The Freeport mayor is looking far afield in his search for investors to develop properties in the village - to the Far East.
Mayor Andrew Hardwick and Freeport special counsel Douglas Thomas are the only municipal government officials joining an October trade delegation to China with state legislators and businesspeople, said a spokesman for state Sen. Malcolm Smith (D-St. Albans).
The nine-day trip, sponsored by the Manhattan-based nonprofit Asian-American Business Development Center through the cooperation of Smith's office, is expected to cost the village $9,000, officials said.
Thomas, a special counsel for intergovernmental affairs, said the Hardwick administration is seeking investors to fund the redevelopment of North Main Street and industrial zones in the southeast section of Freeport.
"We're not in a position where we can ask the taxpayers to fund these projects," Thomas said. "We have got to find independent sources of money to fund the things that have to be done, and that's what we're in the business of doing."
Asked about the cost of the trip to taxpayers, he said: "We're going there for the village. The village is going to pay for it."
Freeport Trustee Bill White said the board of trustees didn't approve the trip. "All they did was mention it to us," White said. "I fully support doing all that we can to promote the expansion of business opportunities in Freeport." But, he said, sending a delegation to China "may be more than our taxpayers can afford."
Dick Dadey, executive director of the Citizens Union, a Manhattan-based government watchdog group, said the village should be paying for such a trip only if it already has a deal in the works and needs a representative to complete it.
"It strikes me as particularly odd that a local village mayor would join a State Senate junket to China," Dadey said. "The abysmal state of local government funds requires exceptionally scrupulous use, and this junket with a vague public purpose doesn't seem to warrant spending scarce public dollars."

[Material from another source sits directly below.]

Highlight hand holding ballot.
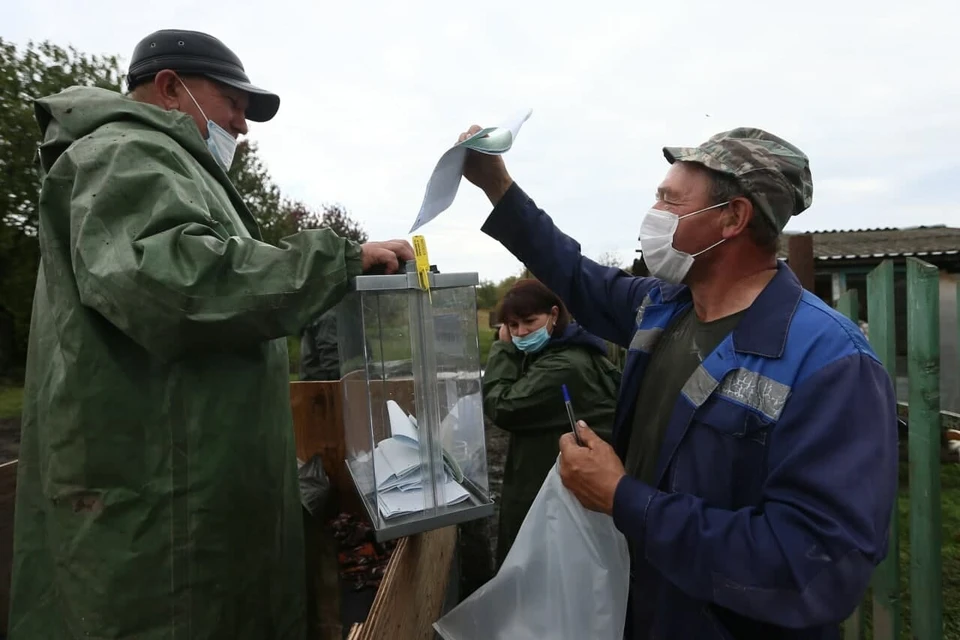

The trip, scheduled for Oct. 9-18, is the second annual "Invest in New York" trade delegation to China led by the Asian-American Business Development Center.
It will include visits to Beijing, Shanghai, Nanjing and Suzhou, according to a spokesman for Smith, Travis Proulx. In part because the trip includes nonbusiness excursions, such as a visit to the Great Wall of China, Smith has decided to use campaign funds to pay for his own trip, Proulx said.